Mayor Sheila Dixon greeted the semi-attentive audience, urging people to rid themselves of any preconceived notions they might have about Baltimore.

"You will be pleasantly surprised," she said, citing the city's affordability, restaurants and museums, improving schools - and the fact that President Bush's daughter Jenna just bought a home in Federal Hill. "We will welcome you with open arms."

Leena Mathew, 38, a civilian electronics engineer, left her husband and two young sons in Eatontown, N.J., while she took the day to get a sense of Baltimore. "I'm worried about the crime rates," she whispered while munching on a turkey sandwich from the buffet line. She's been reading about Perry Hall in Baltimore County and wondered whether it's safe to live there.

At 1:30 p.m., the first city tours began. The "blue tour" - so named for the color of its passengers' wristbands - traveled through Fells Point, Harbor East, Roland Park and other pricey communities. Guiding the 52 people on the bus was Kristy Taylor of the Mayor's Office of Neighborhoods.

From the arena, the bus headed northwest on Boston Street, west on Aliceanna and north on President, merging onto the Jones Falls Expressway.

"What is that?" one woman asked, pointing to a big building with few windows. It was the maximum-security prison.

The price of gas was another eye-opener. Passengers said it's about 25 cents a gallon cheaper in New Jersey.

Every time the bus entered a new neighborhood, Taylor read its average home sale price, as well as its distance and estimated commuting time from Aberdeen and Fort Meade.

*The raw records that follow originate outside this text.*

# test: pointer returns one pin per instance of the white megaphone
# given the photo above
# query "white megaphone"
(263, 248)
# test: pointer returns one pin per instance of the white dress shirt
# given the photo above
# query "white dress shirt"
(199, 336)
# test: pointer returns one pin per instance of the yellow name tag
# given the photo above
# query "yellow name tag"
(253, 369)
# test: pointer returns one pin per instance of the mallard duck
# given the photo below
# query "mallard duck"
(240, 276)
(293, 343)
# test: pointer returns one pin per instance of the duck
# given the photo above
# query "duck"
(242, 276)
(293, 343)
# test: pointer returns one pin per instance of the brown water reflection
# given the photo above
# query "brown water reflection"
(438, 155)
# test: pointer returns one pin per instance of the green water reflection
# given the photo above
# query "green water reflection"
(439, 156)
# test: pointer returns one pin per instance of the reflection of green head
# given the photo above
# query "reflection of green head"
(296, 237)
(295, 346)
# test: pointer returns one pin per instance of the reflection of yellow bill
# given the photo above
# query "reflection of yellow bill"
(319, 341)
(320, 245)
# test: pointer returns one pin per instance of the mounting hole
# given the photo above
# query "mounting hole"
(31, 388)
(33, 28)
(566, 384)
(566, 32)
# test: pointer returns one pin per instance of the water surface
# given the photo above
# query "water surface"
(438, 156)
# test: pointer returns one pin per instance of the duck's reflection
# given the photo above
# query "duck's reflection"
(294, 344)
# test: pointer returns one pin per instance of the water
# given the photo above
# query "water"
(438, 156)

Alberto Diaz's favorite area was Charles Village (average home price: $305,587; distance to Aberdeen: 37 miles or 54 minutes).

"It's very charming, down to earth - people walking around holding hands. You don't see that too much," said Diaz, 57, an electrical engineer who is trying to get his girlfriend to move from New Jersey to Baltimore with him but fears the absence of beaches nearby will discourage her.

The only stop on the two-hour tour was at 1209 N. Charles St., where the visitors toured a new condominium complex.

Carlene Fisher, 40, of Neptune, N.J., admired the granite countertops and the hardwood floors in the model unit, where her 6-year-old son curled up against the dishwasher to play Super Mario Brothers on his Nintendo DS. But she was more taken with the older homes she'd seen earlier in the tour. While she's used to the comforts of suburban life, she thought a neighborhood like Homeland or Guilford might offer the best of both worlds - if there's a good school.

"I'm kind of excited now," she said.